Testing & verification
In this chapter the app gains its production posture — a typed session, a guard chain, an order
history — and then proves its entire behavior surface without running a browser: kovo check over
the app graph, kovo explain as a queryable dependency graph, and harness tests that verify
observed writes against declared touches. Step state:
site/tutorial/steps/07-verification/.
This chapter has two halves. Guards (sessions, the guard chain, the new domain) lock down who
can do what. Verification (the app graph, kovo check, kovo explain, write verification)
proves the whole behavior surface mechanically. The mechanics of how this tutorial keeps itself
honest against the reference app — run-steps gating and parity — live in the
wrap-up; this chapter shows the assertion and moves on.
Guards: lock down who can do what#
Add a typed session and a guard chain#
req.session is a declared schema, not an any bag. Guard refinements and the order's userId
rest on typed fields; an untyped session would be a hole directly under the proof surface:
// SPEC.md section 6.5: the session is a declared schema, not an any-bag —
// guard refinements and the order's userId rest on typed fields.

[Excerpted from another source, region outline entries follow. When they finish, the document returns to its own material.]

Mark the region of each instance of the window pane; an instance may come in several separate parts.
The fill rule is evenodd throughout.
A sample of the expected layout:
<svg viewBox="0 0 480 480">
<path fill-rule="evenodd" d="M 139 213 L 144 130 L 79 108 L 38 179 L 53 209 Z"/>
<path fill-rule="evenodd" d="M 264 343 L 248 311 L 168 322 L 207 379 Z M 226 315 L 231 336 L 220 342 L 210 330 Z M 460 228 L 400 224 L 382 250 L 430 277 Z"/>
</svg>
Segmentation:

export const shopSession = session(
s.object({
id: s.string(),
user: s.object({
id: s.string(),
}),
}),
);export interface ShopRequest {
db: ShopDb;
session?: { id?: string; user?: { id: string } | null } | null;
}The production path. The tutorial keeps a plain in-memory store and a hand-declared touch set. With
@kovojs/drizzle, the per-request database is real, touches are extracted from the write ASTs, and write verification runs against actual table writes. The data-layer guide is the home for the production story.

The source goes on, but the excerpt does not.